On May 24 the Communist Party of Cuba published the conclusions of the Party Congress held in April 2016, the most important of which is that the Party envisions a role for micro, small and medium size businesses in the Cuban economy. This reference is a significant acknowledgment that non-state owned companies could contribute to Cuba’s development.
This change follows initiatives in recent years authorizing self-employment in specifically designated blue collar occupations such as carpenters, tailors and barbers. These cuentapropistas, the term in Cuba for people who are self-employed, joined artists and musicians who were permitted to sell their works or services to private citizens, including foreigners. Private restaurants and the rental of rooms in private homes were also authorized. Later the Party authorized private cooperatives, mostly formerly state-owned enterprises.
Many Cubans, sensing a more permissive environment, also began to create small “companies” for home remodeling, apparel design, computer and cell phone repair, and even software and web development. While generally tolerated, these businesses were subject to erratic enforcement actions and the inability to open bank accounts or legally hire employees.
The recent development followed a cryptic reference by President Raul Castro in his speech to the Party Congress last month in which he noted that thousands of micro, small and medium businesses had formed without permission. At the time, many interpreted as a signal that these businesses would be tolerated, but continue to operate without an official status. It will probably be many months before the legal status of these businesses becomes clear. For example, there is speculation that for the first time these businesses may be permitted to legally export their products and to import equipment and materials, both in short supply in Cuba.

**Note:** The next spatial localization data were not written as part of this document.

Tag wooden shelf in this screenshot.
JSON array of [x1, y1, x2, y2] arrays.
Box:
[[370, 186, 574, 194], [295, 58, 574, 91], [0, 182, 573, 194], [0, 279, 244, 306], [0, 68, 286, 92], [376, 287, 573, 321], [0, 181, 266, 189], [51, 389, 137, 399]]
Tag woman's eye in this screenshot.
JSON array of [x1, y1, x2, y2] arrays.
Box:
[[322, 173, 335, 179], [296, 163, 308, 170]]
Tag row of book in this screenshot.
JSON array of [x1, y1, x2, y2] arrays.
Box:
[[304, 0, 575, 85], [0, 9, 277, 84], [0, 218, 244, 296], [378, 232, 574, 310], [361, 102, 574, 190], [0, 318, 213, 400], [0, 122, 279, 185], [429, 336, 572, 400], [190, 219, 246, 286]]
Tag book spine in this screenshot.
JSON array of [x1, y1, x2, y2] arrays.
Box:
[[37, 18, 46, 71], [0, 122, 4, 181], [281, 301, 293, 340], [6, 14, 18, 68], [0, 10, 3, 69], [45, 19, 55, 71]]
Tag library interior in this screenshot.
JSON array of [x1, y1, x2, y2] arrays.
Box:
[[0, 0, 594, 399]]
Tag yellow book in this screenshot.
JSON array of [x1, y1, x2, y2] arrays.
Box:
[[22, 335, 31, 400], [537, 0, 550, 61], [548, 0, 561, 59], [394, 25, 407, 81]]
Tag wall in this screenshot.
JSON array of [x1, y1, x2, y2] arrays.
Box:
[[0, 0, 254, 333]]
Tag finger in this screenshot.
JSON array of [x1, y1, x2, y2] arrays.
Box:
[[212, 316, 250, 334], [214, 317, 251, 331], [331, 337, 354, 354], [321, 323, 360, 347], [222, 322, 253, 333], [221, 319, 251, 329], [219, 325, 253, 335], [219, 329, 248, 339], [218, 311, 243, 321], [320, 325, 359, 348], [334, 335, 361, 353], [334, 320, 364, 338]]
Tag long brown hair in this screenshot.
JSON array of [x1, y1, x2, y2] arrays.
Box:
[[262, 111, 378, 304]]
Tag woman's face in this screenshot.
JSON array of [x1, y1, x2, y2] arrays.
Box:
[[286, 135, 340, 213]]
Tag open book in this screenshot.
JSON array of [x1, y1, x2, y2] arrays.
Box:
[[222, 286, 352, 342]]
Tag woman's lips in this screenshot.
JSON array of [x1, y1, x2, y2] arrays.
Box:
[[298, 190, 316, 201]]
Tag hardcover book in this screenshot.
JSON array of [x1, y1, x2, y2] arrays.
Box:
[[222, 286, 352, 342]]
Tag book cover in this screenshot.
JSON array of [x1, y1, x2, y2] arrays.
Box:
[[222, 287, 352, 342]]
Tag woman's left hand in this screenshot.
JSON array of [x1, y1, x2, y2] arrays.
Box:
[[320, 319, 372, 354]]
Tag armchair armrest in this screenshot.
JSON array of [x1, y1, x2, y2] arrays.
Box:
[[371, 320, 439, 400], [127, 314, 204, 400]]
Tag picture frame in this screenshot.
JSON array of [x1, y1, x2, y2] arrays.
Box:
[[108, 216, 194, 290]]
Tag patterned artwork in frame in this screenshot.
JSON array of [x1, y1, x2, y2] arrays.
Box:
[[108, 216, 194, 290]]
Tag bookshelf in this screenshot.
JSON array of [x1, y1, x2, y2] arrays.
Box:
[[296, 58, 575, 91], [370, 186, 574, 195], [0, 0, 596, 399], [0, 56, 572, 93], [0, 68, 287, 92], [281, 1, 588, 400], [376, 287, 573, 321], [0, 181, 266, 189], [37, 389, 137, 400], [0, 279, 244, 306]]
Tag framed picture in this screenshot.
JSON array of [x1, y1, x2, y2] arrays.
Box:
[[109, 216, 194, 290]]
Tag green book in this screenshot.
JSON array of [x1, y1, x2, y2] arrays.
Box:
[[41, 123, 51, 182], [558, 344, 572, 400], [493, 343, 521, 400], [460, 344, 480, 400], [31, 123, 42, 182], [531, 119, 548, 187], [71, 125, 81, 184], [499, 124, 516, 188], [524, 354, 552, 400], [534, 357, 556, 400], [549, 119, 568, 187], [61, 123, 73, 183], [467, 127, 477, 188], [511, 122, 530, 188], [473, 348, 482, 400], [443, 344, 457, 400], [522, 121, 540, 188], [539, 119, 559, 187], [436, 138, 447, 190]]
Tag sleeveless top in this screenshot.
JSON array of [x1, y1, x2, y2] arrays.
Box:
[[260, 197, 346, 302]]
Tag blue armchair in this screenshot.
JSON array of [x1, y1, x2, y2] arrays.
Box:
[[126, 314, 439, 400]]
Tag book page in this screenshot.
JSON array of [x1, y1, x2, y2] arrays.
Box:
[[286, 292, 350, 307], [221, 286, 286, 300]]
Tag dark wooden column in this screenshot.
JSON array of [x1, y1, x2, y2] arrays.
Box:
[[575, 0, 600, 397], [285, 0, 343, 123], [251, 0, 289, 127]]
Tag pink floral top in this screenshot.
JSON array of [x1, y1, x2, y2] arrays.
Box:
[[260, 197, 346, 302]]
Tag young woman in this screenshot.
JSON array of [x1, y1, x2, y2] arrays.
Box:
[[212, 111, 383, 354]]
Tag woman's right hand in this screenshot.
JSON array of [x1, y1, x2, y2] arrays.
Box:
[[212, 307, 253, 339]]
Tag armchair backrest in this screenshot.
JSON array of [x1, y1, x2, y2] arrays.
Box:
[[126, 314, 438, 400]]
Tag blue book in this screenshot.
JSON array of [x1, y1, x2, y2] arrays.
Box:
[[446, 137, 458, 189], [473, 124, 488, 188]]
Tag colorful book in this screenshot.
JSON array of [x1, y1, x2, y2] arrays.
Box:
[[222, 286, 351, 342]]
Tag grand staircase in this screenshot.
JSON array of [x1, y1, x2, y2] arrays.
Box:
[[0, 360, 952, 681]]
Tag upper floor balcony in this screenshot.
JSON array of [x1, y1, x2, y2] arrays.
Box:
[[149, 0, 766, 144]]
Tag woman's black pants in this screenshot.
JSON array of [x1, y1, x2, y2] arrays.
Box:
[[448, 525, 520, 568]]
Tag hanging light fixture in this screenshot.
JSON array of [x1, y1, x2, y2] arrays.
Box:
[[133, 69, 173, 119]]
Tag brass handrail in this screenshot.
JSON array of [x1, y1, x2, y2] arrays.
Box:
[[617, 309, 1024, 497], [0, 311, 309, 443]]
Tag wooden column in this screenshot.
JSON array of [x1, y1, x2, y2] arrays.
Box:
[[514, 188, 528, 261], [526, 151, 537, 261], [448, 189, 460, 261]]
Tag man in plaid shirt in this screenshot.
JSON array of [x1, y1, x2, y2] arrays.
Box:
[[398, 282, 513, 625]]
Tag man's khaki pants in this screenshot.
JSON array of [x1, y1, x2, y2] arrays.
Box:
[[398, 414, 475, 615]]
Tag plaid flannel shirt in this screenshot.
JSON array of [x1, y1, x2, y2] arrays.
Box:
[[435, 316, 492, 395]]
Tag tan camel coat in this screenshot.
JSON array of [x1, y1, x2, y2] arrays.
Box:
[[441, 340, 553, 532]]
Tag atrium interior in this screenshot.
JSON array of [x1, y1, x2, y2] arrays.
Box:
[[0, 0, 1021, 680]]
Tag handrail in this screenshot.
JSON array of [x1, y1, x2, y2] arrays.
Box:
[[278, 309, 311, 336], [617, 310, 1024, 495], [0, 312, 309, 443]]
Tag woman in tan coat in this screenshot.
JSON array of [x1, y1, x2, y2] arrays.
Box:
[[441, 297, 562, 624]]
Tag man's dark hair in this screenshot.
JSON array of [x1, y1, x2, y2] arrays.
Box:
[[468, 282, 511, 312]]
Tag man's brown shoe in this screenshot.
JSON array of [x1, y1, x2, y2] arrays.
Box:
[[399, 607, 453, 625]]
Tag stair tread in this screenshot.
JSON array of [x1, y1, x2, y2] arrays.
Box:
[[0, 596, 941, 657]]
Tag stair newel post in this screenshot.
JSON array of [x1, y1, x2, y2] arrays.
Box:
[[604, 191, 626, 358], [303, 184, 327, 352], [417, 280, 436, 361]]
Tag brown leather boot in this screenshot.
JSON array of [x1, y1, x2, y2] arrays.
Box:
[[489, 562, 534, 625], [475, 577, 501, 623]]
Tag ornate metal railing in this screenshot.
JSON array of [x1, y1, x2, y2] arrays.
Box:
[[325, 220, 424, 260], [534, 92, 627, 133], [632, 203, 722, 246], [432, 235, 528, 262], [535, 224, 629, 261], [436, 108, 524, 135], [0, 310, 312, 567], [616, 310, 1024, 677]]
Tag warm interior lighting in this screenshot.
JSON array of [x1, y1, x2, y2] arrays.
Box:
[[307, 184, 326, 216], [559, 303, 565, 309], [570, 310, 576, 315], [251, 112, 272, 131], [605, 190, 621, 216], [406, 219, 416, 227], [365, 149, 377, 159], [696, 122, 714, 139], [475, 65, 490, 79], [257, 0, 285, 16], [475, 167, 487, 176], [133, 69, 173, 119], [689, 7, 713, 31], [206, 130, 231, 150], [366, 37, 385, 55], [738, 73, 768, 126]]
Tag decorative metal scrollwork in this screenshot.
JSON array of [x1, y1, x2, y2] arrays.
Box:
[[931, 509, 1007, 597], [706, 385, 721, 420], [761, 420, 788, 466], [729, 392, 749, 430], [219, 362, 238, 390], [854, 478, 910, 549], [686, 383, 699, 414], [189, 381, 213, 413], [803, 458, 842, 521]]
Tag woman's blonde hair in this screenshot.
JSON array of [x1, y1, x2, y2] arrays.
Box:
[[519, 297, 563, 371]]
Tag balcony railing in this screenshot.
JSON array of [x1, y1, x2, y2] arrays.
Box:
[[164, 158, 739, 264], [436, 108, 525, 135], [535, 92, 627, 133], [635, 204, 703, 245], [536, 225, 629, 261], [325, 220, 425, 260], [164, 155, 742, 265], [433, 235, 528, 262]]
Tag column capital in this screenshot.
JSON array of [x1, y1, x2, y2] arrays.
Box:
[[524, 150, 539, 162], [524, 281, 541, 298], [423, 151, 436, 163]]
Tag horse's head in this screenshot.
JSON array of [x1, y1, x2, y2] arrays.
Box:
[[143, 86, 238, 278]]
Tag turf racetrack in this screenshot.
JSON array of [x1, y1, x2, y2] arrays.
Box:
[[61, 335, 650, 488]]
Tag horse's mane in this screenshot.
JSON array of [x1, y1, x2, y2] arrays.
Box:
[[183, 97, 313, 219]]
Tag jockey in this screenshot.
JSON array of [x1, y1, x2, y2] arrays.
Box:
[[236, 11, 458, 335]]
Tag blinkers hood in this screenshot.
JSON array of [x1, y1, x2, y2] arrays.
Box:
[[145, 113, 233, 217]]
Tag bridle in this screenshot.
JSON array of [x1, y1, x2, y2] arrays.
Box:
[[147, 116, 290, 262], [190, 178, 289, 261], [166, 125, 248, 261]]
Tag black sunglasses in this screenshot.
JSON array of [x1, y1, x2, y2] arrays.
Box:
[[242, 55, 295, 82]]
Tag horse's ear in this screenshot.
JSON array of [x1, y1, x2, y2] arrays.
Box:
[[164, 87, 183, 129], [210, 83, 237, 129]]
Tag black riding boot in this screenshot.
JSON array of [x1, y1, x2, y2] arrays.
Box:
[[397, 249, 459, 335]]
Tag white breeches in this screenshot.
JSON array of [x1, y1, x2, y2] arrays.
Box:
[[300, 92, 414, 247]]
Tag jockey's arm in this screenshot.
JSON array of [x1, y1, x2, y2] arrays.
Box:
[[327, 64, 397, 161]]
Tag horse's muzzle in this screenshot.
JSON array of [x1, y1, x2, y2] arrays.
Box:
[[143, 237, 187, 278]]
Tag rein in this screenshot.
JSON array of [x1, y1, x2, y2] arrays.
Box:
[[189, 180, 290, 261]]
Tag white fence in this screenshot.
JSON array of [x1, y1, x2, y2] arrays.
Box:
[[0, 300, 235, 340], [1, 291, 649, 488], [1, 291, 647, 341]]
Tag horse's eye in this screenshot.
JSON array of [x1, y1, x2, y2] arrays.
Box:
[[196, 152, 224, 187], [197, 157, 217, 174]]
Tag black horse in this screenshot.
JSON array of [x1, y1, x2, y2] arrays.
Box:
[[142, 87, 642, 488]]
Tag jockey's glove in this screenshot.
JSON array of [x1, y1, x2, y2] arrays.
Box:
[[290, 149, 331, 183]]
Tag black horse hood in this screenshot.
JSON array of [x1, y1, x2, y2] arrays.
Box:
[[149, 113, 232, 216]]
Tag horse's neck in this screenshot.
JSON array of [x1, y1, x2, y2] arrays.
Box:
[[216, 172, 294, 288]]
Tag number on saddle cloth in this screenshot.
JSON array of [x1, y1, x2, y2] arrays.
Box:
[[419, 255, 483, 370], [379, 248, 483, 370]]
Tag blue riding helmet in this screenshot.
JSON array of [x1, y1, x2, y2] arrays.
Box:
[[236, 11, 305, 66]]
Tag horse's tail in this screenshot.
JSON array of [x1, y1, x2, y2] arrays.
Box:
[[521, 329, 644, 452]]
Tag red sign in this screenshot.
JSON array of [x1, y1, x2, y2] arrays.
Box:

The Party document emphasizes that the private sector will only have a supplementary role to play in an economy that will continue to be primarily run by the state, but these new private enterprises could become the most dynamic part of the Cuban economy if they are permitted to thrive. These changes in official policy occur as Cuba faces deep cuts in favorable terms of trade with Venezuela, Brazil and other Latin American countries that are experiencing their own economic challenges. It is unclear how or when these changes will take place, but it certainly seems that Cuba is moving forward.